Alen is a PhD candidate in computer science at the National University of Singapore. His research interests lie broadly in the areas of computer architecture, performance analysis, and distributed systems. His current research focus is on speeding up the architectural simulation of multi-threaded applications.
Generic multi-threaded sampled simulation has been a long-standing, challenging problem with the potential to help change how researchers study modern, complex computing systems. Yet, a practical solution for reducing complex multi-threaded applications into a representative sample has been elusive. Existing techniques either do not provide significant speedups to be useful or are limited to be applicable only to certain synchronization types. In addition, workload-specific solutions can be rigid with respect to region selection, which can limit the overall simulation speedup when the selected regions are large. A solution is needed that both supports generic multi-threaded applications, no matter the synchronization primitives used, as well as allows for ease of deployment and fast evaluation.
To solve these challenges, we propose a novel sampling technique for multi-threaded applications, called LoopPoint, that is both agnostic to the type of synchronization primitives used and scales by the similarity exhibited by the application. The proposed methodology combines several vital features, including (1) repeatable, up-front application analysis, (2) a novel clustering approach to take into account run-time parallelism, (3) the use of loop-based simulation markers to divide the work into measurable chunks, even in the presence of spin-loops, and (4) the non-deterministic simulation of ELFie checkpoints generated using the loop-based markers. LoopPoint identifies representative simulation regions that can be simulated in parallel to achieve speedups of up to 801× for the train input set of the multi-threaded SPEC CPU2017 benchmarks with an average simulation error of just 2.3%.
The short talk on LoopPoint at HPCA 2022.
The talk on ELFies at CGO 2021.
 LoopPoint: Checkpoint-driven Sampled Simulation for Multi-threaded Applications
Alen Sabu, Harish Patil, Wim Heirman, and Trevor E. Carlson
2022 IEEE International Symposium on High-Performance Computer Architecture (HPCA)
 ELFies: Executable Region Checkpoints for Performance Analysis and Simulation
Harish Patil, Alexander Isaev, Wim Heirman, Alen Sabu, Ali Hajiabadi, and Trevor E. Carlson
2021 IEEE/ACM International Symposium on Code Generation and Optimization (CGO)
LoopPoint and ELFies was done as a collaboration project between the National University of Singapore (NUS) and Intel Corporation. There are several people involved in the project both from NUS and Intel. The primary contributors of the project are listed below.
Changxi Liu is a PhD student at the National University of Singapore. His research interests include simulation, compilers, high-performance computing, and computer architecture exploration. He has published papers in ICS and FGCS in the area of high-performance computing. He received a Master’s and Bachelor’s degree in computer science both from Beihang University, Beijing.
Harish Patil is a Principal Engineer in a Technology Path-finding and Innovation group at Intel Corporation. His areas of interest include static/dynamic program analysis (using “Pin/SDE” and “LLVM”), simulation point selection(“PinPoints”), record/replay (“PinPlay”), and debugging (“DrDebug”). Recipient of “ACM Programming Languages Software Award:2020” for co-developing the Pin program instrumentation framework. Co-author of two papers with “Test-of-Time” awards based on Pin (PLDI 2005-2015) and PinPlay (CGO 2010-2020). He has a Ph.D. from the University of Wisconsin, Madison, a B.Tech. and an M.Tech. from Indian Institute of Technology, Bombay, and an MBA from Babson College.
Wim Heirman is a research scientist at Intel Corporation. His research interests include fast and accurate simulation, and computer architecture design and exploration. He co-authored the Sniper Multi-Core Simulator, has written 100+ papers in scientific conferences and journals, and has 10 granted US patents. He received a M.Sc (2003) and Ph.D (2008) in computer engineering from Ghent University, Belgium.

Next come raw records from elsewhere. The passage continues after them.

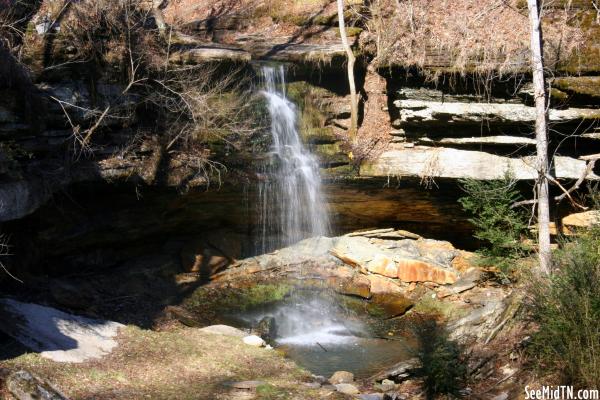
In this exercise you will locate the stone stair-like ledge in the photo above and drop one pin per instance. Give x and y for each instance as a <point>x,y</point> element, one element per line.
<point>437,162</point>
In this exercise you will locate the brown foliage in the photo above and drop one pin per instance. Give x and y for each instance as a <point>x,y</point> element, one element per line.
<point>468,35</point>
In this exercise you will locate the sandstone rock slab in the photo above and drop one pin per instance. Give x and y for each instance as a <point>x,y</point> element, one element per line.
<point>223,330</point>
<point>55,334</point>
<point>253,340</point>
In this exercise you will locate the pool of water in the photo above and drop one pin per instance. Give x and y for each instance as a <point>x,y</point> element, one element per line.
<point>320,334</point>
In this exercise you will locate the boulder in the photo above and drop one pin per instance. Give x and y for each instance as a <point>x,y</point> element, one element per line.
<point>382,265</point>
<point>57,335</point>
<point>341,377</point>
<point>355,285</point>
<point>254,340</point>
<point>224,330</point>
<point>396,262</point>
<point>23,385</point>
<point>380,285</point>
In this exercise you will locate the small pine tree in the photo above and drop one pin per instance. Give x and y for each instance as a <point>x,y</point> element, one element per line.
<point>499,226</point>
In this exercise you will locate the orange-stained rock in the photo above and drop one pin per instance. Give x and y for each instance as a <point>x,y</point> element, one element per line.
<point>357,285</point>
<point>463,261</point>
<point>582,220</point>
<point>380,285</point>
<point>420,271</point>
<point>383,265</point>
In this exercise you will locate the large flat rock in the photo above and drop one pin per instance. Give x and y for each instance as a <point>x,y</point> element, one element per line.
<point>424,112</point>
<point>55,334</point>
<point>432,162</point>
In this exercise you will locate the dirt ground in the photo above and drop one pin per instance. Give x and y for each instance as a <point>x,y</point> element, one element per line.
<point>181,363</point>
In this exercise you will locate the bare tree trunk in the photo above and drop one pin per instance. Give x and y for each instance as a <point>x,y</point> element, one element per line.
<point>541,136</point>
<point>351,82</point>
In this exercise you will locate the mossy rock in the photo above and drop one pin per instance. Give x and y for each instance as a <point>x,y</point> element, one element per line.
<point>436,307</point>
<point>238,299</point>
<point>351,31</point>
<point>588,86</point>
<point>320,136</point>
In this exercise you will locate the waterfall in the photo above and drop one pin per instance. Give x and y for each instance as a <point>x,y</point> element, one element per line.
<point>290,198</point>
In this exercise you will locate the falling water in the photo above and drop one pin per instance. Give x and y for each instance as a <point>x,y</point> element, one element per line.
<point>290,198</point>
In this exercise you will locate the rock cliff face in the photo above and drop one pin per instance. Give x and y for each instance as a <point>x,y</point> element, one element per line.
<point>418,136</point>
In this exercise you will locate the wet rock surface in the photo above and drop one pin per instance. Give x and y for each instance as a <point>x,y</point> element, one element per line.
<point>25,386</point>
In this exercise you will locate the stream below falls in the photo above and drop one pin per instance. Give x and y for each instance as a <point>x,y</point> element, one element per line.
<point>324,336</point>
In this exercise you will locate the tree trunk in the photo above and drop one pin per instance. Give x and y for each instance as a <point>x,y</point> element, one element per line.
<point>351,82</point>
<point>541,136</point>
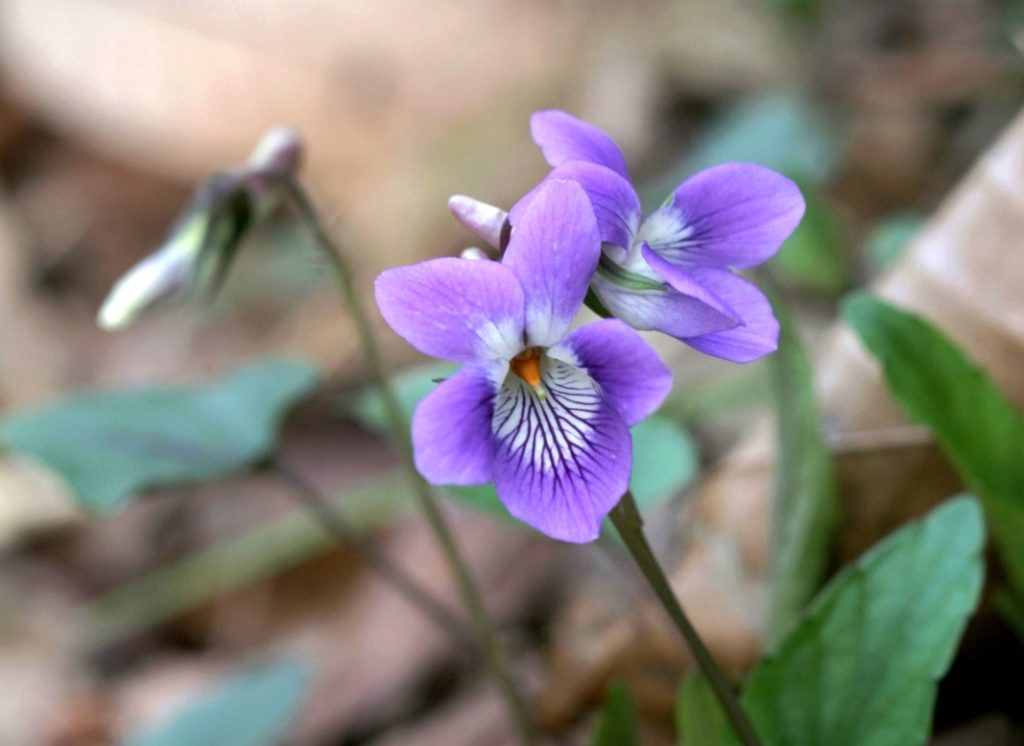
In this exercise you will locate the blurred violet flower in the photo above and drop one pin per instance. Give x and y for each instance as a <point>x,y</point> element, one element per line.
<point>672,272</point>
<point>541,411</point>
<point>201,247</point>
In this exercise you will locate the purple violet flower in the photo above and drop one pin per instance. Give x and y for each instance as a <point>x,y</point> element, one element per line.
<point>673,271</point>
<point>541,411</point>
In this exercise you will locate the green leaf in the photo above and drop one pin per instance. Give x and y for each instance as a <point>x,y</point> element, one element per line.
<point>699,719</point>
<point>617,723</point>
<point>111,445</point>
<point>665,461</point>
<point>254,708</point>
<point>806,503</point>
<point>862,667</point>
<point>976,424</point>
<point>665,455</point>
<point>888,239</point>
<point>813,256</point>
<point>263,552</point>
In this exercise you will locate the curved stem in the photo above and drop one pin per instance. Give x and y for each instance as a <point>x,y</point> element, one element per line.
<point>626,518</point>
<point>482,624</point>
<point>335,523</point>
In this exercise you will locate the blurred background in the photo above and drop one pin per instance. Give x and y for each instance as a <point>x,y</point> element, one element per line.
<point>111,113</point>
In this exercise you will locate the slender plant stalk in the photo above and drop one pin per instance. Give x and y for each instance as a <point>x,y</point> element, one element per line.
<point>626,518</point>
<point>335,523</point>
<point>482,624</point>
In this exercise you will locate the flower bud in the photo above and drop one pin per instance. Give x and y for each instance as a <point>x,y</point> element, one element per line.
<point>485,221</point>
<point>474,254</point>
<point>203,243</point>
<point>160,276</point>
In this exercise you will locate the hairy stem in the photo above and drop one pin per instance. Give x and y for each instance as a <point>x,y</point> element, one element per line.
<point>335,524</point>
<point>626,518</point>
<point>483,626</point>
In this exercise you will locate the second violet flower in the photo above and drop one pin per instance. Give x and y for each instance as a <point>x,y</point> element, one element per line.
<point>542,411</point>
<point>672,272</point>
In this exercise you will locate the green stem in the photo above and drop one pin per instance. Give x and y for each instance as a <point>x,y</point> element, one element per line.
<point>482,624</point>
<point>626,518</point>
<point>334,523</point>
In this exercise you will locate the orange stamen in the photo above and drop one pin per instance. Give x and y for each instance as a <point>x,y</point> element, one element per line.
<point>527,366</point>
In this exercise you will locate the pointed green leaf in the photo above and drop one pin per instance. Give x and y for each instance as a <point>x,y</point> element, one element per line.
<point>888,239</point>
<point>862,667</point>
<point>617,723</point>
<point>699,719</point>
<point>283,542</point>
<point>976,424</point>
<point>806,503</point>
<point>813,256</point>
<point>254,708</point>
<point>111,445</point>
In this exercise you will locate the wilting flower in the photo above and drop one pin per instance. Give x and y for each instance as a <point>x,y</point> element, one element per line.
<point>672,272</point>
<point>203,243</point>
<point>541,411</point>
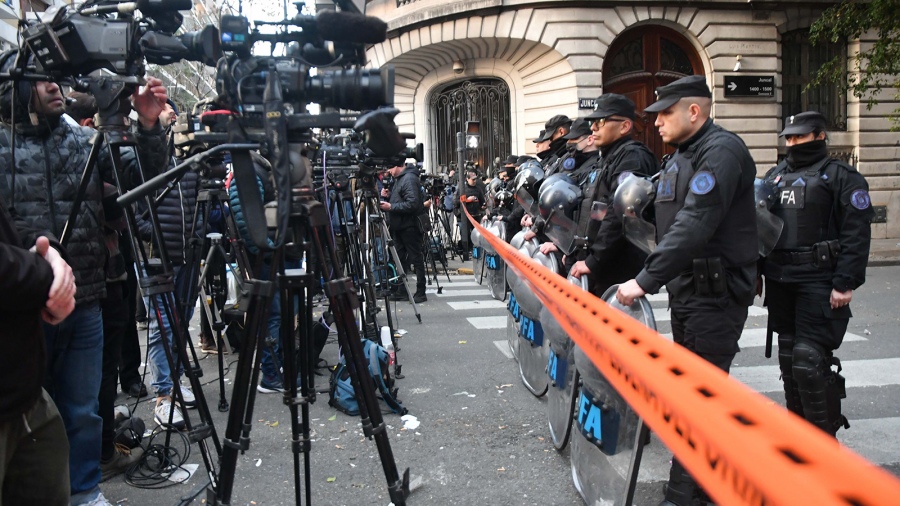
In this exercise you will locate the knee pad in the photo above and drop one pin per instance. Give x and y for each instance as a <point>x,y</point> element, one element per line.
<point>821,389</point>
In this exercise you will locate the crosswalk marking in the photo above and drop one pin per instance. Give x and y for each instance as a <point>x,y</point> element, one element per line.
<point>752,338</point>
<point>488,322</point>
<point>859,373</point>
<point>477,304</point>
<point>456,293</point>
<point>503,346</point>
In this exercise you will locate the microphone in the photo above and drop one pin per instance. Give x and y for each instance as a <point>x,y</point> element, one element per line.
<point>349,27</point>
<point>148,7</point>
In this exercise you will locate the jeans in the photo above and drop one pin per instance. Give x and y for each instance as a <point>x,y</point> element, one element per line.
<point>75,354</point>
<point>270,365</point>
<point>161,374</point>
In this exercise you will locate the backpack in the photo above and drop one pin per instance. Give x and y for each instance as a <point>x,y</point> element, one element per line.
<point>341,393</point>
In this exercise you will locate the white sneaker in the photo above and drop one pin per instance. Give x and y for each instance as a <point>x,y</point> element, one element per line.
<point>190,401</point>
<point>100,500</point>
<point>161,413</point>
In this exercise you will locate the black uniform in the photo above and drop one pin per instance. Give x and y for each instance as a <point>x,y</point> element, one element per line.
<point>824,245</point>
<point>706,254</point>
<point>610,257</point>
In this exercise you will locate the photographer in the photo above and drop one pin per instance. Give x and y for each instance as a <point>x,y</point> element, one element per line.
<point>33,285</point>
<point>474,196</point>
<point>403,210</point>
<point>50,156</point>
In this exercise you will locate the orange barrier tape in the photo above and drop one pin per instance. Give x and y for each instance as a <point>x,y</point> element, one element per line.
<point>740,446</point>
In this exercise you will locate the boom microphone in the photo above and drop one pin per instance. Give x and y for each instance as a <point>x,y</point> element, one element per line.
<point>348,27</point>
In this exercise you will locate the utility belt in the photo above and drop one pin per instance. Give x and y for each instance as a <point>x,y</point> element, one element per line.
<point>821,254</point>
<point>709,277</point>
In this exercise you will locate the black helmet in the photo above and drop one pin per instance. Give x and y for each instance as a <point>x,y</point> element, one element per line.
<point>559,194</point>
<point>504,199</point>
<point>529,177</point>
<point>23,90</point>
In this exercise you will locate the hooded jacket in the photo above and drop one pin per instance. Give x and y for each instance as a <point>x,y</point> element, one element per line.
<point>25,280</point>
<point>42,187</point>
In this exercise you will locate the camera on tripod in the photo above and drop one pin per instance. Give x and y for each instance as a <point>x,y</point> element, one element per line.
<point>78,42</point>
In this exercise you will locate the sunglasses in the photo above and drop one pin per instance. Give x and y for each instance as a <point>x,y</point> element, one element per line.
<point>602,121</point>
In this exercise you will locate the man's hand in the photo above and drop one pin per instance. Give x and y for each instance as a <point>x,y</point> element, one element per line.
<point>548,247</point>
<point>579,269</point>
<point>150,102</point>
<point>628,291</point>
<point>61,299</point>
<point>840,299</point>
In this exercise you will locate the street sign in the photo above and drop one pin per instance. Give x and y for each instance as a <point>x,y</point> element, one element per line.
<point>749,86</point>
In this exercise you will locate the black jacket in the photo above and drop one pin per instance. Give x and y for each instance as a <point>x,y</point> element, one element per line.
<point>709,214</point>
<point>50,160</point>
<point>25,280</point>
<point>176,217</point>
<point>612,258</point>
<point>406,200</point>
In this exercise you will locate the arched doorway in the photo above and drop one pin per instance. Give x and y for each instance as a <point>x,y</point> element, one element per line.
<point>483,99</point>
<point>639,61</point>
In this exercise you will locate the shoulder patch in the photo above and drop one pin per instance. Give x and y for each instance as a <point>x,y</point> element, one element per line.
<point>860,200</point>
<point>703,182</point>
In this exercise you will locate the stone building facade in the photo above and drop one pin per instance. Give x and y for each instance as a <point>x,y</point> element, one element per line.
<point>542,58</point>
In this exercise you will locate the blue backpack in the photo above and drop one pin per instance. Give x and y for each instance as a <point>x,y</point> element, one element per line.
<point>341,393</point>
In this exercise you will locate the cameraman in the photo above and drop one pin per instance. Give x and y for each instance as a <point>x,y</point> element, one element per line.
<point>50,157</point>
<point>474,196</point>
<point>405,206</point>
<point>33,285</point>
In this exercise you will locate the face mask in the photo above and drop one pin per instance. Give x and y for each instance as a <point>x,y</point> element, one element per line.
<point>806,154</point>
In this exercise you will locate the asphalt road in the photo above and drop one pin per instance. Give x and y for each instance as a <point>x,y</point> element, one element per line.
<point>483,437</point>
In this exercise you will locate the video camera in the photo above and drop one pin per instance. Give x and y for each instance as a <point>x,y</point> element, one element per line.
<point>77,42</point>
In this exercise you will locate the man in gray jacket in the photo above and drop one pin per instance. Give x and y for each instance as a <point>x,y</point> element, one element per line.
<point>50,156</point>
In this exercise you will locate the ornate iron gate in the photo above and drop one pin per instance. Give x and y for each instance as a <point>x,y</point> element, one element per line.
<point>484,100</point>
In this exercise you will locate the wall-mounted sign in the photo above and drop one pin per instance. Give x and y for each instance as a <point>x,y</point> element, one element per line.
<point>749,86</point>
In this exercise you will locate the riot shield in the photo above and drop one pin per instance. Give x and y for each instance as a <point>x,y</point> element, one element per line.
<point>534,348</point>
<point>477,255</point>
<point>562,375</point>
<point>608,440</point>
<point>496,268</point>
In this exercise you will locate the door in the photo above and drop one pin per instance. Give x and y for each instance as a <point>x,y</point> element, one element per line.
<point>639,61</point>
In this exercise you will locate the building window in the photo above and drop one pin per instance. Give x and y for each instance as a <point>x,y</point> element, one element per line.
<point>485,100</point>
<point>799,62</point>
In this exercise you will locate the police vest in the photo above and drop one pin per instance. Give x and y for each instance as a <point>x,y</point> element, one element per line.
<point>804,200</point>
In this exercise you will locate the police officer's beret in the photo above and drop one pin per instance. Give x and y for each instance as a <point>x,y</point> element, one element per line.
<point>689,86</point>
<point>579,129</point>
<point>612,104</point>
<point>552,124</point>
<point>804,123</point>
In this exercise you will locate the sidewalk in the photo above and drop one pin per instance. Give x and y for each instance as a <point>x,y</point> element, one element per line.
<point>884,252</point>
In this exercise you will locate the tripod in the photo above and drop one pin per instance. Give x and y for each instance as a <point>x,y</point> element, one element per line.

Trevor E. Carlson is an assistant professor at the National University of Singapore (NUS). He received his B.S. and M.S. degrees from Carnegie Mellon University in 2002 and 2003, his Ph.D. from Ghent University in 2014, and has worked for 3 years as a postdoctoral researcher at Uppsala University until 2017. He has over 13 years of computer architecture experience covering both industry and academia. His work on microarchitecture, simulation, sampling and modeling has seen three Best Paper Awards and three nominations for Best Paper. He has been developing techniques for high-efficiency processors that improve energy efficiency and performance by taking into account Memory Level Parallelism (MLP) together with unique architectural designs and software techniques. He co-authored the Sniper Multi-Core Simulator which has been used by hundreds of researchers to evaluate the performance and power efficiency of next-generation systems. His research interests include highly-efficient microarchitectures, hardware/software co-design, performance modeling, and fast and scalable simulation methodologies.